17.08.2015 10:50
Quelle: schweizerbauer.ch - Susanne Meier
Fütterung
Kartoffeln und Schnitzel sparen Mais
Die Kühe brauchen im Winter zu fressen, auch wenn Mais- und Grassilage und das Dürrfutter knapp sind. Mit einer gezielten Rationenplanung und Ergänzungsfuttermitteln kann man das Futterloch stopfen.

Auf den Wiesen ist in den letzten Wochen kaum Gras gewachsen. Der dritte Schnitt hat bis zu zwei Drittel weniger Ertrag gebracht als in anderen Jahren. In einigen Gebieten der Schweiz fressen Rinder und Kühe schon das Winterfutter. Und auch die Silomaisernte dürfte dieses Jahr vielerorts bescheiden ausfallen. 

In der Ostschweiz wurden erste Parzellen bereits siliert. In dieser Situation muss man mit dem Futter haushälterisch umgehen. Es gilt, das Winterfutter solange wie möglich aufzusparen  und die Ration mit anderen Futterkomponenten zu ergänzen, wenn weniger Silomais verfügbar ist.

Abbaubarkeit beachten

«Wenn Mais- und Grassilage sowie Dürrfutter knapp sind, ist es umso wichtiger, dass die Ration möglichst ausgewogen ist und die Futterkomponenten optimal aufeinander abgestimmt werden», betont Hansueli Rüegsegger von der UFA. Optimal heisst, dass nicht nur genügend Energie und Protein angeboten werden, sondern auch, dass deren Abbaubarkeit abgestimmt wird.
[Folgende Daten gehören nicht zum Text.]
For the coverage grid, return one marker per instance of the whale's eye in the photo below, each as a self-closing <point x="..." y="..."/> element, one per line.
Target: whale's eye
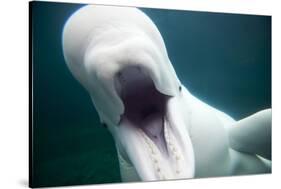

Nur wenn die Pansenmikroben Energie und Eiweiss gleichzeitig zur Verfügung haben, können sie optimal arbeiten. So enthält Maissilage beispielsweise mit zunehmender Lagerdauer immer mehr schnell fermentierbare Stärke. Diese muss mit schnell abbaubaren Proteinen, wie sie etwa im Rapsextraktionsschrot vorkommen, ergänzt werden. 

Pressschnitzel passen oft

Bei einem Mangel an Maissilage kann der Anteil Zuckerrübenpressschnitzel in der Ration bis auf 10kg Frischsubstanz pro Kuh und Tag erhöht werden – sofern aufgrund der Witterung genügend Schnitzel zu Verfügung stehen werden. «Pressschnitzel passen in viele Rationen», weiss Rüegsegger. Trotz des Zuckers im Namen enthalten sie nur wenig schnell abbaubaren Zucker, dafür viel Hemizellulosen und Pektin, was für einen langsamen und gleichmässigen Abbau im Pansen und somit für ein gutes Pansenmilieu sorgt. Sie haben einen Energiewert, der mit Kraftfutter vergleichbar ist.

Pressschnitzel werden sehr gerne gefressen, erhöhen die Futteraufnahme und fördern die Wiederkäutätigkeit. Pressschnitzel sind aber heikel zum Silieren. Um Lagerverluste zu vermeiden, müssen die Silierregeln eingehalten werden.

Kartoffeln sind beliebt - Zwischenfutter nutzen

Auch mit Kartoffeln lässt sich eine Ration «strecken». Laut Rüegsegger  können maximal 15kg frische Kartoffeln pro Kuh und Tag verfüttert werden. Kartoffeln werden gern gefressen, regen den Verzehr an und bringen viel Stärke  in die Ration – einen Teil davon  als sogenannt beständige Stärke oder Bypass-Stärke. Diese wird im Dünndarm genutzt und entlastet den Pansen.

Zwischenfutter wird in «normalen» Futterbaujahren oft nicht beweidet oder siliert. Eine Nutzung ist aber durchaus möglich und macht Sinn, wenn das Futter knapp ist. Allerdings ist Zwischenfutter – wie Herbstgras im Allgemeinen – arm an Struktur und enthält kaum Mineralstoffe. Zudem verschmutzt es bei nasser Witterung schnell, was zusammen mit dem hohen Wassergehalt  und dem Gehalt an schnell verfügbarem Protein zu Durchfall führen kann. 

Auch kommt es im Herbst immer wieder zu Pansenblähungen. Eine weitere Gefahr sind hohe Nitratgehalte im Herbstzwischenfutter, die zu Vergiftungen führen können. Bei Kreuzblütlern wie etwa Chinakohlrübsen oder Futterraps begrenzen auch Pflanzeninhaltsstoffe mit negativen Auswirkungen den Anteil in der Ration. Zwischenfutter und Herbstklee müssen deshalb in der Ration mit Heu oder zugekauften Raufutterergänzungswürfeln wie Fibralor ergänzt werden.